Sure, MY goal may end up with me killing my attacker.  Stated the other way, however, the goal will result in a person killing their attacker, even if it wasn't necessarily justified at the time.  I personally find that a bad way to set goals, plan for situations, and train.

GreyGeek:

--- Quote from: sjwsti on January 06, 2015, 09:39:45 PM ---Not really. Depending on the study referenced the mortality rate from gunshot wounds ranges from 20-30%. So between 70-80% of people who suffer GSWs survive. There are a number of reasons for this. The primary being that there are more places on your body that you can add an extra hole that wont kill you than will. Another is better emergency medical treatment. We regularly transport patients who have suffered previous gunshot wounds and lived to tell about it.

- Shawn

--- End quote ---

And the probability is that between 20-30% of the patients you transport are dead.    From my POV 20-30% IS a significant chance.   If, when you went to the airport to fly somewhere, the ticket agent told you that there was a 20-30% chance your plane may crash and kill all on board would you fly anyway?  I wouldn't.
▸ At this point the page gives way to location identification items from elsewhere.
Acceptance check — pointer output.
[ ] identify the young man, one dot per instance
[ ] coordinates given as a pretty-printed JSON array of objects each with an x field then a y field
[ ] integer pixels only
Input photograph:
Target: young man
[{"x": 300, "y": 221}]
As it turns out, the survival rate of civil plane crashes, which include fatalities and is  carrying ten or more passengers,  is also between 20-30% since 1950.  The odds of dying in a plane crash is 1 in 19.8 million for the top 39 airlines and 1 in 2 million for the bottom 39.
http://www.planecrashinfo.com/cause.htm

dkarp:

--- Quote from: depserv on January 06, 2015, 08:51:13 AM ---Yes of course, shoot to stop the threat, and I guess if the person you shoot happens to die it's a totally unrelated and unfortunate coincidence.  I think this says something about our so-called justice system.

So if shooting a person in the leg might stop the threat, is that what's recommended?

Or maybe a warning shot will stop the threat, because it shows that you're really really serious about pulling the trigger.  Kind of like drawing a red line.  So should warning shots be encouraged?

--- End quote ---

More power to you if you have the presence of mind to aim and hit someone's leg or other extremity, when the adrenaline is pumping. I don't think any self defense instructor encourages "shoot to wound". What if you hit a major artery, what do you tell the police then? "I wasn't in fear of my life enough to kill him/her, just enough to shoot to wound."  It ain't like TV, folks.